Thus, on the basis of both the five-taxon phylogenetic sliding window analysis, D statistics results, and fastsimcoal (tables S1 to S6), we suggest a bidirectional gene flow event between cave and spotted hyenas after the split of cave hyenas into the European and Asian lineages and a subsequent unidirectional gene flow event into northern spotted hyenas, followed by differential diffusion of the admixed loci within the other spotted hyena lineages (Fig. 4). Furthermore, on the basis of the divergence time between the cave and spotted hyena in mitochondrial haplogroup A (Fig. 1), we suggest that gene flow occurred sometime before ~475 ka (95% CI, 388 to 570 ka), either from spotted hyena into cave hyena or vice versa. However, the fact that the spotted hyena mitochondrial haplogroup reached such a high frequency in some cave hyena populations, but not in others, or that one of the cave hyena haplogroups reached such a high frequency in northern Africa was most likely by chance (i.e., ILS and genetic drift) as opposed to selection.

Fig. 4 D statistics results and a schematic overview of the divergence of and post-divergence gene flow between spotted and cave hyenas.

(A) D statistics results using two cave hyenas, one spotted hyena, and the striped hyena as outgroup. (B) D statistics results using two spotted hyenas, one cave hyena, and the striped hyena as outgroup. Filled circles show significant D scores while nonfilled circles show nonsignificant D scores. (C) Phylogenetic tree presenting the admixture events found between African spotted and Eurasian cave hyena. Blue color represents African inhabitancy and red color represents Eurasian inhabitancy. Arrows show the direction of gene flow events. (Illustration credit: Binia De Cahsan, https://sites.google.com/view/decahsanillustrations.)

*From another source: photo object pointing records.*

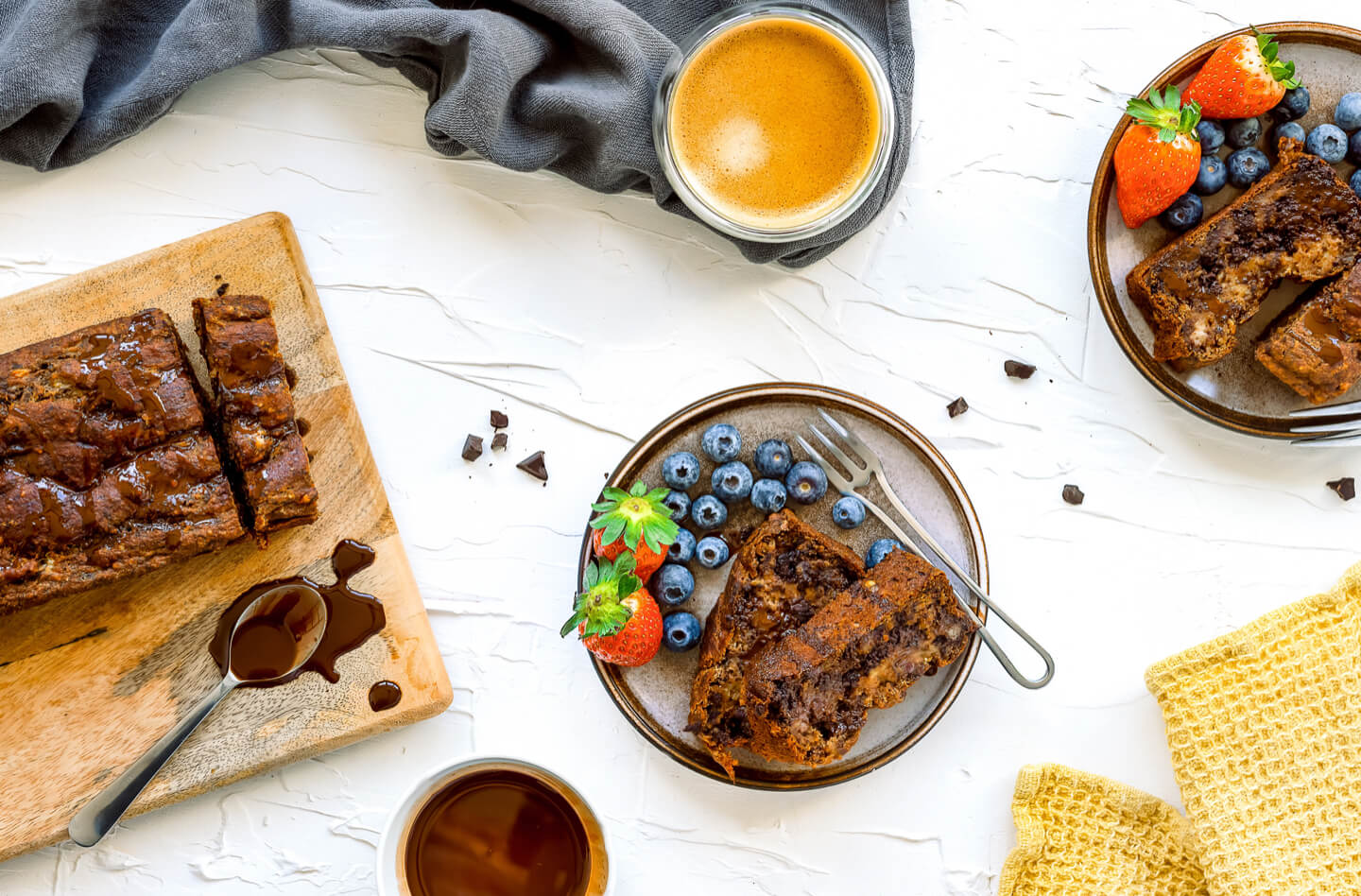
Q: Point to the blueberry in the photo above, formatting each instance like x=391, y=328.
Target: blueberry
x=708, y=512
x=1293, y=105
x=848, y=512
x=806, y=482
x=673, y=584
x=879, y=550
x=1329, y=142
x=732, y=482
x=680, y=470
x=1348, y=114
x=1243, y=132
x=1292, y=129
x=1212, y=178
x=773, y=457
x=769, y=496
x=1183, y=214
x=721, y=442
x=1212, y=136
x=680, y=630
x=1247, y=166
x=682, y=549
x=712, y=552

To investigate whether this admixture may have had adaptive consequences, we determined the frequency and distribution of the different tree topologies across the genome recovered from the 100-kb five-taxon sliding window analysis. The most common topology within these comparisons was the monophyly of spotted and cave hyenas as 63 to 73% of all windows represented this topology with the rest assumed to have arisen due to ILS or admixture. However, we noted that some windows consistently showed an aberrant topology regardless of which individuals were used in the comparison and therefore were unlikely to have arisen by a stochastic process such as neutral drift. We further investigated these regions for the presence of protein-coding genes, the protein classes these genes belong to, and the biological functions of the genes. When investigating regions of introgression into spotted hyenas, we found 75 putative genes (table S7). These genes corresponded to 54 unique protein classes and 135 biological processes (tables S8 and S9). We further investigated Gene Ontology (GO) term enrichment in these genes using GOrilla (16) and found a significant enrichment in the glutamate receptor signaling pathway (false discovery rate q = 0.05). This pathway is involved in a variety of biological processes and plays a key role in the central nervous system. In humans, abnormalities in this pathway have been linked to both chronic disabling brain disorders (e.g., schizophrenia) and neurodegenerative diseases (e.g., Alzheimer’s, Parkinson’s, and multiple sclerosis) (17). On the other hand, when investigating regions of introgression into cave hyenas, we found only 12 putative genes (table S10) corresponding to 11 unique protein classes and 28 biological processes (tables S11 and S12). GO term enrichment analysis did not find any significantly enriched terms.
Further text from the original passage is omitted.